Part 5: Cross-Referencing Officer Names with Louisiana Law Enforcement Accountability Database

In this part, the data extracted from the case files, specifically the officer names and roles, will be cross-referenced with the Louisiana Law Enforcement Accountability Database. This database contains comprehensive data on over 60,000 police officers and 40,000 complaints of misconduct. By cross-referencing officers named in wrongful conviction case files, we aim to identify their partners, supervisors, and trainees who may have also engaged in behavior related to wrongful convictions.

Furthermore, with the names of all officers involved in wrongful conviction case files, we can request records that will allow us to know the identities of all the individuals they have ever arrested, possibly wrongly. This information will be cross-referenced with our internal database of jailed individuals who have claimed to be wrongfully convicted. By analyzing these cross-referenced records, we hope to uncover potential patterns and further support the identification of wrongful convictions.

To ensure the privacy and security of the data, appropriate measures will be taken to handle and store the sensitive information in compliance with legal and ethical standards.

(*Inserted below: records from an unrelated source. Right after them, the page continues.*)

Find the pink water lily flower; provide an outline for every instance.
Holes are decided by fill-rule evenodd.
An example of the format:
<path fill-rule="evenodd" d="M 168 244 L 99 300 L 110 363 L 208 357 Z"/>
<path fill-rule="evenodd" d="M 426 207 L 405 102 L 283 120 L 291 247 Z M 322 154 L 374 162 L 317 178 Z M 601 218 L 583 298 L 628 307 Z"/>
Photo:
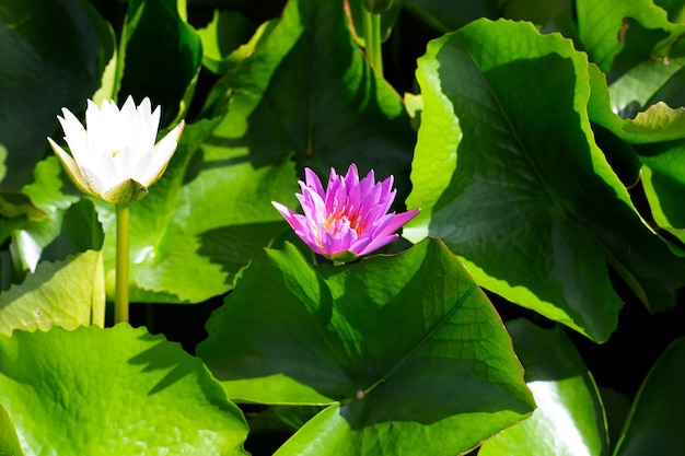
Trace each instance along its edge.
<path fill-rule="evenodd" d="M 387 213 L 396 194 L 393 176 L 376 184 L 373 169 L 359 180 L 355 164 L 345 176 L 332 168 L 326 190 L 312 169 L 304 168 L 304 177 L 302 194 L 297 194 L 304 214 L 271 203 L 306 245 L 332 260 L 351 261 L 390 244 L 398 236 L 395 232 L 419 212 Z"/>

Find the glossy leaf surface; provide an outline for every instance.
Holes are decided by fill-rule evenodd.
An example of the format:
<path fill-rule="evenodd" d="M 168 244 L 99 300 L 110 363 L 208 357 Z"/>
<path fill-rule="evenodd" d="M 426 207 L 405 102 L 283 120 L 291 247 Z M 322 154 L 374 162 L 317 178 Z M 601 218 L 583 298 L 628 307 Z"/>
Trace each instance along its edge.
<path fill-rule="evenodd" d="M 0 406 L 4 453 L 245 454 L 242 413 L 202 363 L 128 325 L 0 337 Z"/>
<path fill-rule="evenodd" d="M 207 330 L 198 354 L 229 397 L 330 405 L 279 454 L 458 454 L 533 407 L 501 320 L 437 239 L 345 267 L 269 249 Z"/>
<path fill-rule="evenodd" d="M 615 456 L 677 455 L 685 452 L 685 339 L 661 355 L 635 398 Z"/>
<path fill-rule="evenodd" d="M 443 238 L 479 285 L 597 341 L 622 306 L 607 262 L 651 309 L 674 304 L 684 265 L 594 143 L 588 61 L 571 42 L 477 21 L 432 42 L 418 79 L 407 206 L 421 213 L 405 237 Z"/>
<path fill-rule="evenodd" d="M 561 327 L 525 319 L 507 324 L 537 408 L 527 420 L 487 441 L 480 456 L 608 454 L 604 409 L 582 358 Z"/>

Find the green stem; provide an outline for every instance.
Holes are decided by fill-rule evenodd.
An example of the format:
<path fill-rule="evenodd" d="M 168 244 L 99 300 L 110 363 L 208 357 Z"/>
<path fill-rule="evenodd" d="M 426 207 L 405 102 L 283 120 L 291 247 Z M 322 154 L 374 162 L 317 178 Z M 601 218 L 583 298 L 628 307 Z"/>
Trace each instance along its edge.
<path fill-rule="evenodd" d="M 114 323 L 128 321 L 128 204 L 117 208 L 117 259 L 114 296 Z"/>
<path fill-rule="evenodd" d="M 373 14 L 362 8 L 364 48 L 367 59 L 375 68 L 380 75 L 383 75 L 383 51 L 381 49 L 381 14 Z"/>

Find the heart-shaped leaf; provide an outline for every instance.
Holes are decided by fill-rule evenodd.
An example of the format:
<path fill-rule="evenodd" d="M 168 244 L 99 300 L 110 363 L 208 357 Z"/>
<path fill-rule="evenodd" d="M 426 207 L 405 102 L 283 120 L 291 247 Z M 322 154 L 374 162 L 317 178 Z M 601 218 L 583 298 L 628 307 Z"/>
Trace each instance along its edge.
<path fill-rule="evenodd" d="M 279 454 L 453 455 L 534 407 L 499 316 L 437 239 L 344 267 L 291 244 L 242 272 L 198 347 L 229 397 L 330 405 Z M 383 435 L 383 439 L 379 439 Z M 314 436 L 316 436 L 314 439 Z"/>
<path fill-rule="evenodd" d="M 404 235 L 443 238 L 479 285 L 602 341 L 622 306 L 606 262 L 651 309 L 674 305 L 685 265 L 594 143 L 588 71 L 570 40 L 526 23 L 432 42 L 407 200 L 421 213 Z"/>
<path fill-rule="evenodd" d="M 519 319 L 509 321 L 507 329 L 537 408 L 527 420 L 487 441 L 478 455 L 607 455 L 602 399 L 561 327 L 542 329 Z"/>

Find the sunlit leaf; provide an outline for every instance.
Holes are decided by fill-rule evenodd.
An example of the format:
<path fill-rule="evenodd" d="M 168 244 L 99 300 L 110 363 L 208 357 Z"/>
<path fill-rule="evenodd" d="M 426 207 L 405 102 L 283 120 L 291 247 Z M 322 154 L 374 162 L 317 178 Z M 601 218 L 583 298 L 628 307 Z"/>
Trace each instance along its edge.
<path fill-rule="evenodd" d="M 432 42 L 407 200 L 421 213 L 404 235 L 443 238 L 479 285 L 602 341 L 622 306 L 607 262 L 652 311 L 675 304 L 685 265 L 594 143 L 588 71 L 570 40 L 526 23 Z"/>
<path fill-rule="evenodd" d="M 202 40 L 202 65 L 216 74 L 223 74 L 255 50 L 268 24 L 257 27 L 235 11 L 218 11 L 205 28 L 197 31 Z"/>
<path fill-rule="evenodd" d="M 186 126 L 162 178 L 130 208 L 133 302 L 198 303 L 225 293 L 235 273 L 286 227 L 271 200 L 294 200 L 293 164 L 287 156 L 256 164 L 247 150 L 218 148 L 219 120 Z M 98 213 L 114 296 L 114 204 L 98 201 Z"/>
<path fill-rule="evenodd" d="M 202 45 L 178 12 L 177 0 L 131 0 L 118 49 L 120 101 L 132 95 L 162 105 L 162 125 L 183 118 L 195 91 Z"/>
<path fill-rule="evenodd" d="M 101 253 L 89 250 L 38 264 L 22 283 L 0 293 L 0 335 L 90 325 L 93 306 L 104 306 L 100 261 Z"/>
<path fill-rule="evenodd" d="M 628 17 L 649 30 L 671 33 L 671 40 L 685 32 L 669 21 L 666 11 L 652 0 L 578 0 L 576 2 L 580 39 L 590 59 L 608 73 L 622 51 L 626 35 L 631 33 Z"/>
<path fill-rule="evenodd" d="M 244 418 L 202 363 L 128 325 L 0 337 L 0 406 L 25 456 L 246 454 Z"/>
<path fill-rule="evenodd" d="M 597 387 L 561 327 L 542 329 L 519 319 L 508 323 L 507 329 L 537 408 L 527 420 L 487 441 L 478 455 L 607 455 Z"/>
<path fill-rule="evenodd" d="M 353 43 L 342 0 L 288 2 L 216 93 L 213 114 L 228 112 L 208 154 L 242 149 L 258 163 L 294 153 L 300 172 L 310 166 L 320 176 L 355 161 L 360 174 L 394 175 L 399 200 L 408 192 L 416 139 L 409 117 Z"/>

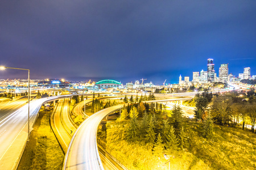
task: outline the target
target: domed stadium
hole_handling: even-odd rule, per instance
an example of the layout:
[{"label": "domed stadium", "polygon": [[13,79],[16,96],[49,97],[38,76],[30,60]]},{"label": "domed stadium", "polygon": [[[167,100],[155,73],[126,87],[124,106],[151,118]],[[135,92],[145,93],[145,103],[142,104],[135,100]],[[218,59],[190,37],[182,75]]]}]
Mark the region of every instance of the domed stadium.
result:
[{"label": "domed stadium", "polygon": [[118,87],[121,85],[122,83],[121,82],[113,80],[103,80],[97,82],[95,85],[98,86],[98,87]]}]

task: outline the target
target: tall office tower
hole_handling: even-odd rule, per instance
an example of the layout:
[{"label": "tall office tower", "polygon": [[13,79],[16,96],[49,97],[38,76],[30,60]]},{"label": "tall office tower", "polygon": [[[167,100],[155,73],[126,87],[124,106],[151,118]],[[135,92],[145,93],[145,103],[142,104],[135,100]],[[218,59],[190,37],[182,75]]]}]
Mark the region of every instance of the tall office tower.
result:
[{"label": "tall office tower", "polygon": [[228,64],[222,64],[218,69],[218,80],[222,83],[227,82],[228,79]]},{"label": "tall office tower", "polygon": [[202,70],[200,72],[200,82],[202,83],[207,83],[207,71]]},{"label": "tall office tower", "polygon": [[240,80],[243,79],[243,73],[239,73],[238,77],[240,78]]},{"label": "tall office tower", "polygon": [[243,69],[243,79],[249,79],[251,77],[251,68],[245,67]]},{"label": "tall office tower", "polygon": [[228,80],[229,82],[232,82],[233,80],[233,78],[234,78],[234,76],[233,75],[232,73],[230,73],[230,74],[229,74],[229,76],[228,76]]},{"label": "tall office tower", "polygon": [[199,82],[199,72],[193,72],[192,82]]},{"label": "tall office tower", "polygon": [[213,59],[209,58],[207,64],[207,79],[209,82],[213,82],[214,80],[214,64]]}]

Part 6: Analysis and Reporting

After completing the data processing pipeline, the extracted information and cross-referenced records will be further analyzed to identify potential cases of wrongful conviction. Statistical analysis, data visualization, and machine learning techniques may be applied to uncover patterns, trends, and correlations that can contribute to the identification of systemic issues within the criminal justice system. The findings will be reported and shared with relevant stakeholders, advocacy groups, and legal experts to support efforts in rectifying wrongful convictions and improving the overall integrity of the justice system.

It is important to note that this pipeline is an iterative process, and feedback from experts and stakeholders will be taken into account to continuously improve the accuracy, efficiency, and ethical considerations of the pipeline's components.